Aggressive from start to finish, Parker scored four shy of his season high. He got to the rim with relative ease, making nine layups, but also banked in a big 3-pointer with 4:40 remaining to stretch a four-point lead to seven.
“I felt good when it left my hands,” he said. “I’ll take it. I’ve been shooting threes well lately.”
Parker called the victory a perfect shot of confidence for a team that had returned from Miami shaken by the 110-80 loss to the Heat.
“Nobody likes to lose by 30,” he said. “It was just a big comeback win for us on the road against a very good team.”
Ginobili went so far as to say the improvement in defensive focus would have been enough, even if the Spurs had lost.

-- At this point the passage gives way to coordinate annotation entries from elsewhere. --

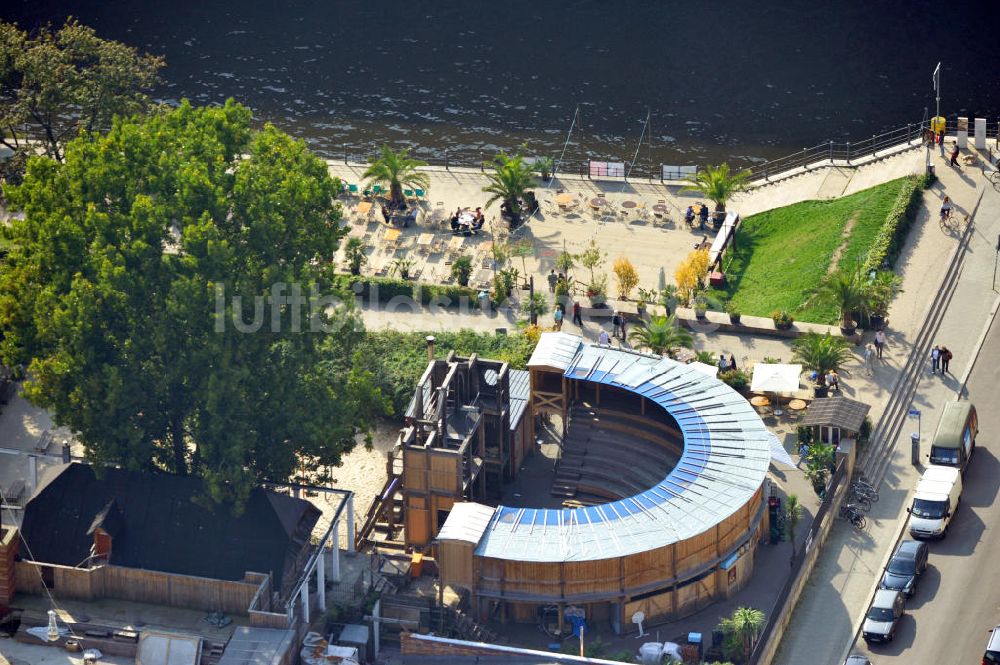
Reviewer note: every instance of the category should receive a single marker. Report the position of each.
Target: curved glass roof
(725, 460)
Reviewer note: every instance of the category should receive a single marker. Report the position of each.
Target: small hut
(837, 421)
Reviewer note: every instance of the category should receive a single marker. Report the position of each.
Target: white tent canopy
(775, 378)
(704, 368)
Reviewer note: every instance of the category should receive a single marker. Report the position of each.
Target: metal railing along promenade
(829, 153)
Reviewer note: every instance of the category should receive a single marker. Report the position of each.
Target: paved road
(958, 598)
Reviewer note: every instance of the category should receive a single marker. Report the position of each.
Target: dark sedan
(907, 564)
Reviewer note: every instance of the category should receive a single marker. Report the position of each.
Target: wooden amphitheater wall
(667, 582)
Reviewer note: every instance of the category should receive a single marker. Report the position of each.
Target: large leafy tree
(61, 82)
(396, 169)
(509, 180)
(132, 288)
(718, 184)
(661, 335)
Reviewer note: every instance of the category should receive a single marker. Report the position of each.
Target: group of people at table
(466, 222)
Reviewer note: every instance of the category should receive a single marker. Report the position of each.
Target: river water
(720, 80)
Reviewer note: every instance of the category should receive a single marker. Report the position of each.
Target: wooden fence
(138, 585)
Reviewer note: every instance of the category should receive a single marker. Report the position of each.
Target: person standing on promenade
(869, 354)
(879, 342)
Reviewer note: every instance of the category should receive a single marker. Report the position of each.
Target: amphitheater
(662, 483)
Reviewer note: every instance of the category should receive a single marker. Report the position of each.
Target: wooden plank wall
(144, 586)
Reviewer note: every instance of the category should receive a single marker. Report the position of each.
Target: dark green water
(722, 80)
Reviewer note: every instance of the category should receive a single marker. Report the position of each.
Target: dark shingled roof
(156, 525)
(841, 412)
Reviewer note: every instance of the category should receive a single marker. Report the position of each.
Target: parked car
(992, 654)
(886, 610)
(907, 564)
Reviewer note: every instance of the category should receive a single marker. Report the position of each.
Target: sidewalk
(830, 610)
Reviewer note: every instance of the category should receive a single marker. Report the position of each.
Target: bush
(736, 379)
(782, 319)
(398, 359)
(384, 289)
(889, 240)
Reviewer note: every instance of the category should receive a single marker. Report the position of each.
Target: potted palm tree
(461, 270)
(354, 251)
(849, 291)
(718, 184)
(396, 170)
(661, 335)
(507, 183)
(820, 354)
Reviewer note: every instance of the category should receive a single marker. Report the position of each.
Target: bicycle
(851, 513)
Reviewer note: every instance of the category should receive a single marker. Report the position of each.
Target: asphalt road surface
(958, 599)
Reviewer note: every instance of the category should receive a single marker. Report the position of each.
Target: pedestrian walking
(880, 342)
(869, 357)
(616, 323)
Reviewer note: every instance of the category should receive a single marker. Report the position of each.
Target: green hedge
(890, 238)
(398, 359)
(384, 289)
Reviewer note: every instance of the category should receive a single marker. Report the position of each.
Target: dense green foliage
(782, 256)
(58, 83)
(111, 296)
(885, 246)
(398, 359)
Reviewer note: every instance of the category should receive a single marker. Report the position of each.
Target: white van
(935, 502)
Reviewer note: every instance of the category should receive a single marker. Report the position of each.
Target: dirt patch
(845, 236)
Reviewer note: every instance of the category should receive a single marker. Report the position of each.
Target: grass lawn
(782, 255)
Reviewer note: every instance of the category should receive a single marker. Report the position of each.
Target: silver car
(886, 610)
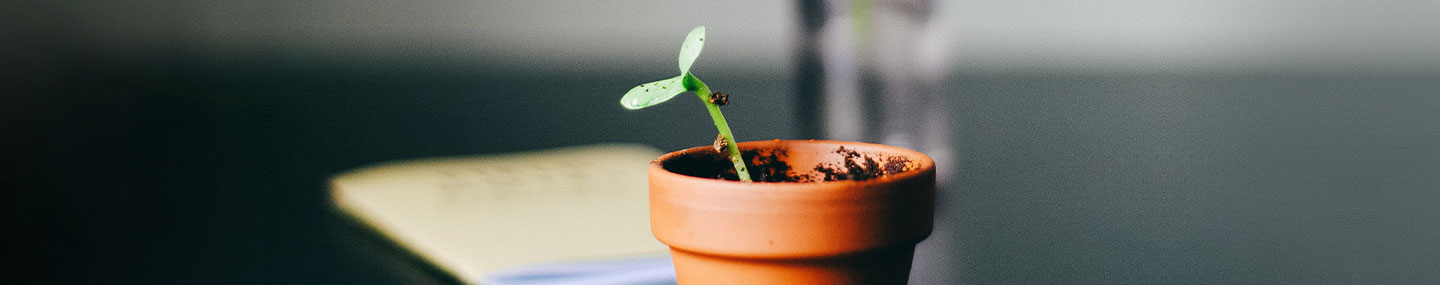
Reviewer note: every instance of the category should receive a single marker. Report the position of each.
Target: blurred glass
(874, 71)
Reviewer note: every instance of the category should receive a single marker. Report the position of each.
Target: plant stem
(720, 124)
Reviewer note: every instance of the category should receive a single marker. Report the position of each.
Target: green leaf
(690, 49)
(653, 94)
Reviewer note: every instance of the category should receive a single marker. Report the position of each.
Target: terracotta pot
(820, 232)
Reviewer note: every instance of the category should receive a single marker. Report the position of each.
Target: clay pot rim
(925, 164)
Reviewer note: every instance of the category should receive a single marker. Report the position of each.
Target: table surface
(215, 172)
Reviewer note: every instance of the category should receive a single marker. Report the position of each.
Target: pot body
(822, 232)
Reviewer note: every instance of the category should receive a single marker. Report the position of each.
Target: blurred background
(1175, 141)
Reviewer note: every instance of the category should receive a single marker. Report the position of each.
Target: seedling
(664, 89)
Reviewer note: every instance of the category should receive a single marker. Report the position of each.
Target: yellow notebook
(470, 216)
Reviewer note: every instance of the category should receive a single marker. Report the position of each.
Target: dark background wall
(1098, 141)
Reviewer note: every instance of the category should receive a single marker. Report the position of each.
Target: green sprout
(664, 89)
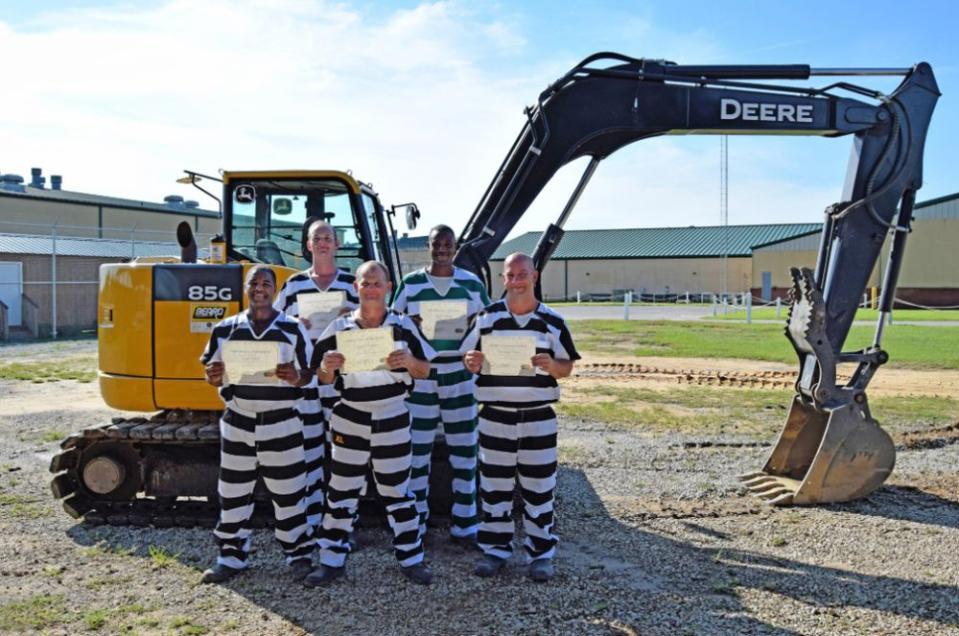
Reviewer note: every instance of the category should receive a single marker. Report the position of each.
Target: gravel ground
(656, 538)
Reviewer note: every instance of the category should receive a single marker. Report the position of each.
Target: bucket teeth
(784, 499)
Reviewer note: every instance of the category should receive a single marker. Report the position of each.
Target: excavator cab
(265, 218)
(831, 449)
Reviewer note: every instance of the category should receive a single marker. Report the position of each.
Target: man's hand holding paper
(508, 355)
(443, 319)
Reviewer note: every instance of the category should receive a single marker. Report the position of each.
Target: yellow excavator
(155, 317)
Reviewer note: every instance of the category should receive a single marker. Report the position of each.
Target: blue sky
(424, 99)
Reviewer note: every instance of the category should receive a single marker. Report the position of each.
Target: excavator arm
(831, 449)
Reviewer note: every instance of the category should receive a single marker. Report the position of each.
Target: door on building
(11, 289)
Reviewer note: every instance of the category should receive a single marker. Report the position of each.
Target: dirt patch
(887, 381)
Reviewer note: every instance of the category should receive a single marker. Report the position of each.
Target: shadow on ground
(613, 578)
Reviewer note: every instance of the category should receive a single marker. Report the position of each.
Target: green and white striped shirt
(417, 287)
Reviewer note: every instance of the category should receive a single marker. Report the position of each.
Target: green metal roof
(661, 242)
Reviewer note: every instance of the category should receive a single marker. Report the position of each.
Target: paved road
(640, 312)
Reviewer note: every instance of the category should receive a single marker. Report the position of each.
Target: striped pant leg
(349, 457)
(237, 478)
(536, 468)
(424, 408)
(458, 412)
(390, 448)
(498, 445)
(314, 447)
(279, 451)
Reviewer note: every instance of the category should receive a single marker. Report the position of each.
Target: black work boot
(542, 570)
(220, 573)
(419, 574)
(323, 576)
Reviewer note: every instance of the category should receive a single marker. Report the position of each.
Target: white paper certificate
(365, 349)
(250, 362)
(320, 309)
(443, 319)
(508, 355)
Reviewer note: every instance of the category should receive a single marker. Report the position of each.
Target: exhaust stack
(184, 236)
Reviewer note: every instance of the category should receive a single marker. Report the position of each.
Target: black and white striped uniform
(261, 433)
(371, 425)
(517, 433)
(318, 401)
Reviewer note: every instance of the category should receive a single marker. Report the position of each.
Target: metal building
(52, 242)
(651, 261)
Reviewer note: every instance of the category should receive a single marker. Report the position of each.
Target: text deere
(752, 111)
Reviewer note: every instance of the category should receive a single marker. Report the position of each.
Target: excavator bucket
(824, 457)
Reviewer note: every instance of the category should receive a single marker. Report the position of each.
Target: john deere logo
(282, 207)
(245, 194)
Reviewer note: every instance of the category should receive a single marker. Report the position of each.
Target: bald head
(372, 265)
(317, 227)
(519, 259)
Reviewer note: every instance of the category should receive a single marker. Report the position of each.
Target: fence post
(53, 283)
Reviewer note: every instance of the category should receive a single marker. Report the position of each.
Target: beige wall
(76, 293)
(30, 216)
(931, 259)
(20, 215)
(673, 275)
(152, 226)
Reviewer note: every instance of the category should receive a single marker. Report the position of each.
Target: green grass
(870, 315)
(755, 413)
(909, 346)
(33, 614)
(82, 369)
(21, 507)
(95, 619)
(160, 557)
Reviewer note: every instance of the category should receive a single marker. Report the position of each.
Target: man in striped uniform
(323, 277)
(371, 426)
(517, 426)
(261, 432)
(446, 397)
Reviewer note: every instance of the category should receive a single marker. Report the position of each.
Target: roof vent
(36, 181)
(174, 201)
(12, 183)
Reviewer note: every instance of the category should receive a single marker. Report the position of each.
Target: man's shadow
(613, 576)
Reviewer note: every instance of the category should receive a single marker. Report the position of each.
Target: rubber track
(168, 427)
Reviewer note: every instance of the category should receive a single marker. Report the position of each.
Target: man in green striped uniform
(442, 298)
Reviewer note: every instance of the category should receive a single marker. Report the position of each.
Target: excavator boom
(831, 448)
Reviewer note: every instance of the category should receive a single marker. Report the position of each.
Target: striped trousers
(360, 439)
(314, 447)
(517, 445)
(445, 401)
(270, 444)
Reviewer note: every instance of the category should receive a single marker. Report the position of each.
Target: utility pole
(724, 212)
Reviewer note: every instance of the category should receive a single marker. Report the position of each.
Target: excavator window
(267, 218)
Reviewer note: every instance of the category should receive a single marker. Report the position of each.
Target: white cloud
(119, 100)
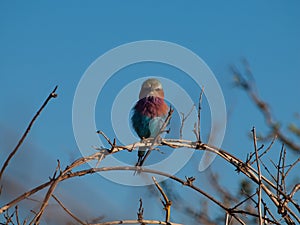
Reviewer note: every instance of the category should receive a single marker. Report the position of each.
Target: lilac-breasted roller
(149, 113)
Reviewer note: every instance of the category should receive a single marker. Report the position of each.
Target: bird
(149, 113)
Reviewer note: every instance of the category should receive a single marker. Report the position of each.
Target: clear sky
(48, 43)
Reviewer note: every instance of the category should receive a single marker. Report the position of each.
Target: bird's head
(151, 87)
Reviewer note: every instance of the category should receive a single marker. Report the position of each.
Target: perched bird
(149, 113)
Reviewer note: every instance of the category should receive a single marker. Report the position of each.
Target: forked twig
(166, 203)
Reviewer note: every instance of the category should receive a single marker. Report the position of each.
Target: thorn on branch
(189, 181)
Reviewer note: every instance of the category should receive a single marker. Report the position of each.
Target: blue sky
(43, 44)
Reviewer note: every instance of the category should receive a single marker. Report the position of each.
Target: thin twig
(167, 203)
(68, 211)
(259, 177)
(51, 95)
(183, 119)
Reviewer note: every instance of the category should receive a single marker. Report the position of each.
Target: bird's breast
(152, 107)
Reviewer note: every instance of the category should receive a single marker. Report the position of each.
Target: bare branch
(68, 211)
(167, 203)
(259, 177)
(51, 95)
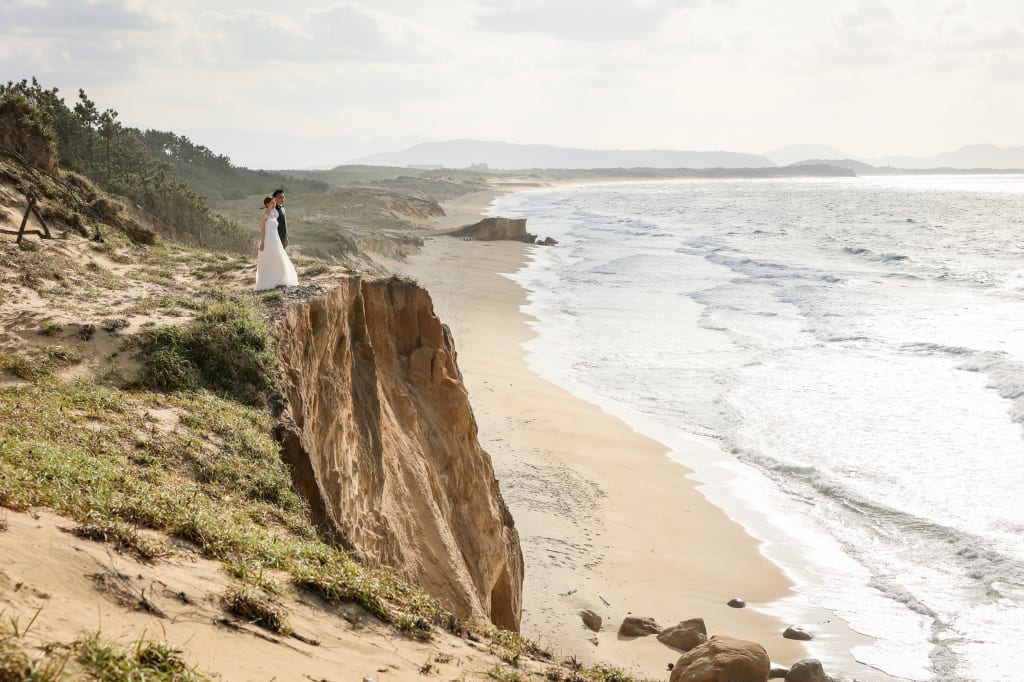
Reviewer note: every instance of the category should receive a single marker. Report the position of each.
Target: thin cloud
(578, 19)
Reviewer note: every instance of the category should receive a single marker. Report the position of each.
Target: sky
(871, 77)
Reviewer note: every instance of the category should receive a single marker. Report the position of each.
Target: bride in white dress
(273, 267)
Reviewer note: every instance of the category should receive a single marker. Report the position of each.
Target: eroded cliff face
(384, 445)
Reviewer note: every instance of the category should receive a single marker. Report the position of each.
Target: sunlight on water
(856, 345)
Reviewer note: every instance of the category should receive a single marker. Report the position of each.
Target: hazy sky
(871, 77)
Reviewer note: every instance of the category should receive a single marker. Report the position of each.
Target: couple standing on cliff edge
(273, 267)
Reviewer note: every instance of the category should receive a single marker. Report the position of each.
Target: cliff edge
(489, 229)
(383, 443)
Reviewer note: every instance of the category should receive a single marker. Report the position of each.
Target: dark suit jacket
(282, 226)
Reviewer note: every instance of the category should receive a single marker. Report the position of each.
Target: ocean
(854, 347)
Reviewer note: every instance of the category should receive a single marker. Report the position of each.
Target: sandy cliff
(383, 441)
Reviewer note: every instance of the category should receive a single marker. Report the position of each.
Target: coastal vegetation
(138, 403)
(170, 177)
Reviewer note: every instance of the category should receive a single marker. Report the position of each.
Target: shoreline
(621, 536)
(589, 543)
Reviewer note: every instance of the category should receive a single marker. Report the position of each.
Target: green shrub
(226, 348)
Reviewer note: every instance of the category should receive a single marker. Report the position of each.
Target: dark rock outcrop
(591, 620)
(489, 229)
(808, 670)
(722, 658)
(685, 636)
(382, 441)
(634, 627)
(793, 632)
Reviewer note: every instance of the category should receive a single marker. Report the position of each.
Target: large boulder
(634, 627)
(723, 659)
(808, 670)
(685, 635)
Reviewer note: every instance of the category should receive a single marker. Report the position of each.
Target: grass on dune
(213, 477)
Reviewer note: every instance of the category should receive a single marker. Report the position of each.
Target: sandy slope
(80, 587)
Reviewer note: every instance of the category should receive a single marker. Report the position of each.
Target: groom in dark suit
(279, 199)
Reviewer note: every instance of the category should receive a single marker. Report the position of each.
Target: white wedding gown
(273, 267)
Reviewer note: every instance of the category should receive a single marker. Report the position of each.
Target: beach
(607, 521)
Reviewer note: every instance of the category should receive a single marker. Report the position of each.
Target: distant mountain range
(284, 151)
(792, 154)
(464, 153)
(974, 156)
(971, 157)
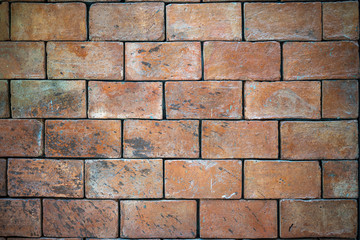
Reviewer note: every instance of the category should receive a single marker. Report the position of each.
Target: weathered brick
(340, 99)
(319, 140)
(83, 138)
(20, 217)
(238, 219)
(48, 99)
(170, 139)
(163, 61)
(162, 219)
(318, 218)
(282, 100)
(242, 61)
(20, 138)
(204, 21)
(127, 22)
(85, 60)
(125, 100)
(340, 179)
(42, 21)
(320, 60)
(203, 179)
(124, 178)
(22, 60)
(80, 218)
(239, 139)
(282, 179)
(45, 178)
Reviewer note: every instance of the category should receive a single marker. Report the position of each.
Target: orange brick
(282, 100)
(83, 138)
(125, 100)
(42, 21)
(85, 60)
(162, 219)
(163, 61)
(318, 218)
(203, 100)
(242, 61)
(319, 140)
(238, 219)
(320, 60)
(239, 139)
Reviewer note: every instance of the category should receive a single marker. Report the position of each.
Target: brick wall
(173, 119)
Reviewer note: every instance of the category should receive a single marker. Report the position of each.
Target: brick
(45, 178)
(22, 60)
(340, 99)
(238, 219)
(198, 100)
(282, 179)
(239, 139)
(83, 138)
(80, 218)
(162, 219)
(319, 140)
(42, 21)
(318, 218)
(282, 100)
(340, 179)
(320, 60)
(188, 21)
(127, 22)
(20, 217)
(163, 61)
(242, 61)
(125, 100)
(48, 99)
(168, 139)
(85, 60)
(203, 179)
(135, 178)
(20, 138)
(282, 21)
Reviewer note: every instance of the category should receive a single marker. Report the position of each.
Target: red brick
(42, 21)
(282, 100)
(282, 179)
(320, 60)
(318, 218)
(188, 21)
(242, 61)
(85, 60)
(45, 178)
(340, 99)
(238, 219)
(319, 140)
(20, 217)
(168, 139)
(282, 21)
(80, 218)
(125, 100)
(203, 179)
(340, 179)
(124, 178)
(22, 60)
(239, 139)
(83, 138)
(127, 22)
(20, 138)
(48, 99)
(162, 219)
(163, 61)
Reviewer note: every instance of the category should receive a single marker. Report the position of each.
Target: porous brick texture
(179, 119)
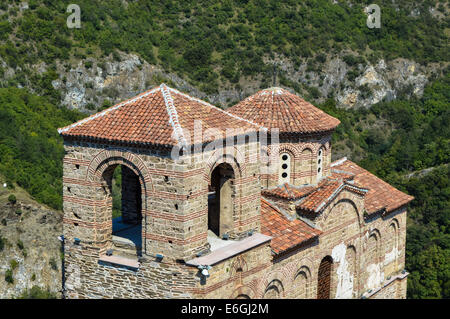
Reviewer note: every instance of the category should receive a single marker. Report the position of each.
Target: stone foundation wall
(365, 251)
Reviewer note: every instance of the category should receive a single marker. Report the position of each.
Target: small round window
(284, 168)
(319, 164)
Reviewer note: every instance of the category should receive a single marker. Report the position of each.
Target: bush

“Even before the game, it was a pretty important game for us,” he said. “We were coming from two bad losses against contenders, the Lakers and the Heat. We needed to step up and have a good game today. Not necessarily to win, but we needed to compete and play a very good game today, and we did.
“We won, so we go back home pretty satisfied.”
Duncan was satisfied with his own offensive showing, but more pleased with the team’s defensive execution of a game plan that required switching on pick-and-rolls and some full-court pressure from the guards.
Neal, the 26-year-old rookie who has made an impact from the 3-point line, got praise from the captain for his defensive work.
“Gary Neal did a great job all night of picking up full court and turning people and making people work. Just a lot better focus all around.”